• Le Poil de Gloster

     Maurice Blanchard

    Gloster (à Régane qui vient de lui arracher quelques poils de barbe) :
    “Ignoble dame ! ces poils deviendront vivants et t’accuseront !"

    Roi Lear, III - 7, 37-9

    “Et je me demande qui pouvait être son maître !"
    Lautréamont
    3e chant de Maldoro


    Je vois une île, à 1000 mille de tout continent. Cette île est recouverte d’une mince couche de terre à blé. L’explorateur qui tombe comme un corbeau au milieu de cette île croit atterrir dans un champ de la Beauce, après les labours. Il s’avance prudemment, donne un coup de bec dans la terre à blé ; nulle trace de matière vivante, pas une herbe, pas le moindre vermisseau. Autour de lui, aussi loin que puisse aller sa vue perçante, une couronne de solitude aux virages relevés. Il faut partir, quitter avant la nuit cette terre d’angoisse. Il se perchera sur le mât d’un navire, ou sur une épave, ou tombera épuisé dans la gueule de la mer. Tant pis ! Et le corbeau s’envole ! Il décrit une large spirale, jette un regard d’horreur sur cet œil de pigeon perdu dans l’Océan et s’enfuit vers la nuit chanceuse.

    Et pourtant, le temps des épis mûrs viendra ; La semence, apportée par le vent, tombera, comme un corbeau, mais avec d’autres conséquences. La terre et le vent donneront naissance au poème. — Car pour écrire un poème, il faut être, au mois, deux. Et nous sommes portés par des îles d’une fragilité telle que nous pouvons, dans le même instant, sombrer et vivre 300 ans. — Pour écrire un poème, il faut recommencer sa vie, toutes les vies.
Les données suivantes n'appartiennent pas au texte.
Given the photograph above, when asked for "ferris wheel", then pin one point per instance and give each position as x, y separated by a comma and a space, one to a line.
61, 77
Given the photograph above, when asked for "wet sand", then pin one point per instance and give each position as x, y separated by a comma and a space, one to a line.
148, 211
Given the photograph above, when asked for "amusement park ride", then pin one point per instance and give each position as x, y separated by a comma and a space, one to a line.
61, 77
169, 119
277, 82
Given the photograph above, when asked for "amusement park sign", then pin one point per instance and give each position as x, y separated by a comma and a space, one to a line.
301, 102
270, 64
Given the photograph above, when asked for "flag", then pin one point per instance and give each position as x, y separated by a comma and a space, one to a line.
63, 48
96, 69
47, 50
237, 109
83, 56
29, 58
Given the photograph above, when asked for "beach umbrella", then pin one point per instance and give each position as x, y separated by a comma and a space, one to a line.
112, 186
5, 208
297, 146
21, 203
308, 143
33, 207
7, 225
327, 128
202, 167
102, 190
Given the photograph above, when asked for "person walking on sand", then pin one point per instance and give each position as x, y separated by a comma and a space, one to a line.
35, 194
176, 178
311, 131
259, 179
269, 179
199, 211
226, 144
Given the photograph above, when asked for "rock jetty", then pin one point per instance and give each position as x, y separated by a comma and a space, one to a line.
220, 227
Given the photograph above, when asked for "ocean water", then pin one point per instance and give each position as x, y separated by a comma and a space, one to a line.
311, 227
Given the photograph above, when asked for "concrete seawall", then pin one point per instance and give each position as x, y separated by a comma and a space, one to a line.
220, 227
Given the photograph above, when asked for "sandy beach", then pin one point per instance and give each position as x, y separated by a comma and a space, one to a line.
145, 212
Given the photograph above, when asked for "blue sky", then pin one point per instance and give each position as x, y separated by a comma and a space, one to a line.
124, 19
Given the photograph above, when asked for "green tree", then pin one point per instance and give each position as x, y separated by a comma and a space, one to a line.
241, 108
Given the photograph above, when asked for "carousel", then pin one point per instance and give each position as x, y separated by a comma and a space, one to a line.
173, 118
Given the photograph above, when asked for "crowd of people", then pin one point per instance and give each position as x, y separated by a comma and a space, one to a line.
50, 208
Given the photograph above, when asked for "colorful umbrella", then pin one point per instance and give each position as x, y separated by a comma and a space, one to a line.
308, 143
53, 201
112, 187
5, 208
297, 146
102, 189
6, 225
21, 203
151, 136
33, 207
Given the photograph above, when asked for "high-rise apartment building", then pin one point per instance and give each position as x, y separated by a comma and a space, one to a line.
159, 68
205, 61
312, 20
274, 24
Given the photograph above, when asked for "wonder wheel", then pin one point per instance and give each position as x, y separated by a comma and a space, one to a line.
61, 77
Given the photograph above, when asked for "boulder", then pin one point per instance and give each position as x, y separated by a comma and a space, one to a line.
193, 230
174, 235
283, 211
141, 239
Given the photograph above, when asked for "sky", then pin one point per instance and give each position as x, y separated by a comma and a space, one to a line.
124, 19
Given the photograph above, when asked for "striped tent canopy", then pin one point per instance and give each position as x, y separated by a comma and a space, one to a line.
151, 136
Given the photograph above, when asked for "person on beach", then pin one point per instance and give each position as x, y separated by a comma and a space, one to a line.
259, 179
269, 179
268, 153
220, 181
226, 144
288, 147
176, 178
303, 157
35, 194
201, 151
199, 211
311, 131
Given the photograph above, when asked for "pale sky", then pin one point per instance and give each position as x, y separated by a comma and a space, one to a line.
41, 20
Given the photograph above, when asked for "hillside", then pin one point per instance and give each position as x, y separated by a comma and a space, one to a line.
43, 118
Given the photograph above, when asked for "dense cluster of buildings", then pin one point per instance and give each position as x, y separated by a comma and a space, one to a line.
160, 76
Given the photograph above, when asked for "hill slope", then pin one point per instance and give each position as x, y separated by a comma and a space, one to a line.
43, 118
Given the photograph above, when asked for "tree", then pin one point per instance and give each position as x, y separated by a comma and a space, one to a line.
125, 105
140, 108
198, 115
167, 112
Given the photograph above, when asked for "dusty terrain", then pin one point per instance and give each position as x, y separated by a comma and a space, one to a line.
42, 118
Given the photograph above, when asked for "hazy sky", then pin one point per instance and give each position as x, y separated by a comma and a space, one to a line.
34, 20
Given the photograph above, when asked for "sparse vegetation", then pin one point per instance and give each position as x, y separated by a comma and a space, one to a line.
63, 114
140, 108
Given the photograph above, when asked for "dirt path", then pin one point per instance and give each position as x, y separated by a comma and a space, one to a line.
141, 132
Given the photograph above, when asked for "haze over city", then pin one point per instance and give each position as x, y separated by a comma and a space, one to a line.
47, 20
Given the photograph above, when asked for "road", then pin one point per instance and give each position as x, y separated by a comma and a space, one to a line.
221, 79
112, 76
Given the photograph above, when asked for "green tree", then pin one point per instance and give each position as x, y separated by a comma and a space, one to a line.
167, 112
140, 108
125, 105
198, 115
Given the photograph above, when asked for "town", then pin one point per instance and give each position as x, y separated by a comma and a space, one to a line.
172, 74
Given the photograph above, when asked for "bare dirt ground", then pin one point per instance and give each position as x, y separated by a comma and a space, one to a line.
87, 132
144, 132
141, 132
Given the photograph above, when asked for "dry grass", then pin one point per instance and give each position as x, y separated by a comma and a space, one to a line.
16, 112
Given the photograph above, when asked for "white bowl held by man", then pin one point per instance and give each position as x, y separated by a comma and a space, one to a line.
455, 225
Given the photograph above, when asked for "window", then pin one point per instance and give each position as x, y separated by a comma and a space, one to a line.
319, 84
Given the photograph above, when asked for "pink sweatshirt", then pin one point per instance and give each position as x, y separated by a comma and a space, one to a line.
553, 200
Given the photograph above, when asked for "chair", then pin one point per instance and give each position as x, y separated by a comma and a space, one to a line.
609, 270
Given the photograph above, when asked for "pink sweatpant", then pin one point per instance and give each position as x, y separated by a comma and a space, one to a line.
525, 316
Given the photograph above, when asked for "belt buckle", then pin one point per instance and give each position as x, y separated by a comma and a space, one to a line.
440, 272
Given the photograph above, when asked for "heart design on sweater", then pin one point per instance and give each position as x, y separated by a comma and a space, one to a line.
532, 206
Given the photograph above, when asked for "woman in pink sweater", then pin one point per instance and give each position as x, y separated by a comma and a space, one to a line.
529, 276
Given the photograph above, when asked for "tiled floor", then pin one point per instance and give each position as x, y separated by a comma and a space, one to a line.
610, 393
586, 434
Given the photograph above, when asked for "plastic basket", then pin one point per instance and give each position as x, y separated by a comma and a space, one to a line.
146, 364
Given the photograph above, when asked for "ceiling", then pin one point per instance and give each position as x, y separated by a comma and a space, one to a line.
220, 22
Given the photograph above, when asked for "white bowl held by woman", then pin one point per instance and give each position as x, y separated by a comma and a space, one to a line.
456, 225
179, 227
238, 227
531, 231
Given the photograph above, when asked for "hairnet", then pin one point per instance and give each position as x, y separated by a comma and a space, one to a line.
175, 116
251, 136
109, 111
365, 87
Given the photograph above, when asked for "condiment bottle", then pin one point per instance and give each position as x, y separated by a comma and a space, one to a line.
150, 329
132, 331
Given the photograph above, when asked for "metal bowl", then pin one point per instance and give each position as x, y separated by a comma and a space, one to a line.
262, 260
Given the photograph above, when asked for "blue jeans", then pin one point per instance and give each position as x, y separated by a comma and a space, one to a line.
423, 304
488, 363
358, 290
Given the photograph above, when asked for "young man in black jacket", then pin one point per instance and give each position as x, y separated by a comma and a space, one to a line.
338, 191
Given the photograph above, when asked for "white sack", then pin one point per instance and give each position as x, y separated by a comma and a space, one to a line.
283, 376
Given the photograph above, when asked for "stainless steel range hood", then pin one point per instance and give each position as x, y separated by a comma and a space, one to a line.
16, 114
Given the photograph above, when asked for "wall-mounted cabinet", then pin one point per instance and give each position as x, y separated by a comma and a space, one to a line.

    Il est bien évident qu’ici, la terre et le vent sont mis pour d’autres choses, car je ne m’intéresse aux mots que dans la mesure où ils sont vivants. Et voici que la mémoire frappe à la porte, entre et me dit : “Toutes les choses ont leur mort, tout comme nous, mais la mort de certaines qui durent plus longtemps vous est cachée, et la vie est courte.” La mémoire enfin se présente aux yeux de l’oiseau des nuits comme un phare, il vole de toutes ses forces vers l’éblouissement, mais un autre s’allume, puis un autre, et beaucoup d’autres phares l’appellent de tous les point de l’horizon. (Heureusement pour lui ! car le poète qui ne verrait qu’une image se briserait la tête contre les vitres flamboyantes.) Et l’oiseau se choisit une lumière pour s’y baigner, note soigneusement les autres, se promettant d’y revenir, après, mais il n’a pas la mémoire immédiate et la vie des images est très courte. Plus jamais il ne reverra ces lumières, joyaux du Temps. (Shakespeare - Sonnet LXV)

    Le poème se met en marche dès qu’il y a rupture d’équilibre ou que le temps fait un faux pas hors des battements du cœur, car ce n’est pas l’émotion mais le souvenir de l’émotion qui gonfle les fruits et fait plier les branches.

    Au premier cri, les jeux sont faits. “Un coup de ton doigt sur le tambour décharge tous les sons et commence la nouvelle harmonie.” La révolte est au début du poème et, de proche de proche, toute la ville flambe. (Réellement, la révolte de l’esprit n’a rien de commun avec la révolution politique. Est-ce parce que le personnel politique se recrute dans la boue ? Passons ! Les idées sont fastidieuses !) Cette impulsion est à l’origine de toute activité poétique, cet éblouissement a produit la pince à ressort et le fil à couper le beurre, mais ceux qui fabriquent les fils à couper le beurre ne participent nullement à l’orgie de l’inventeur et c’est pourquoi ce genre de poèmes se situe au plus bas de l’échelle.

    À l’échelon le plus haut, vous savez tous ce qu’il y a.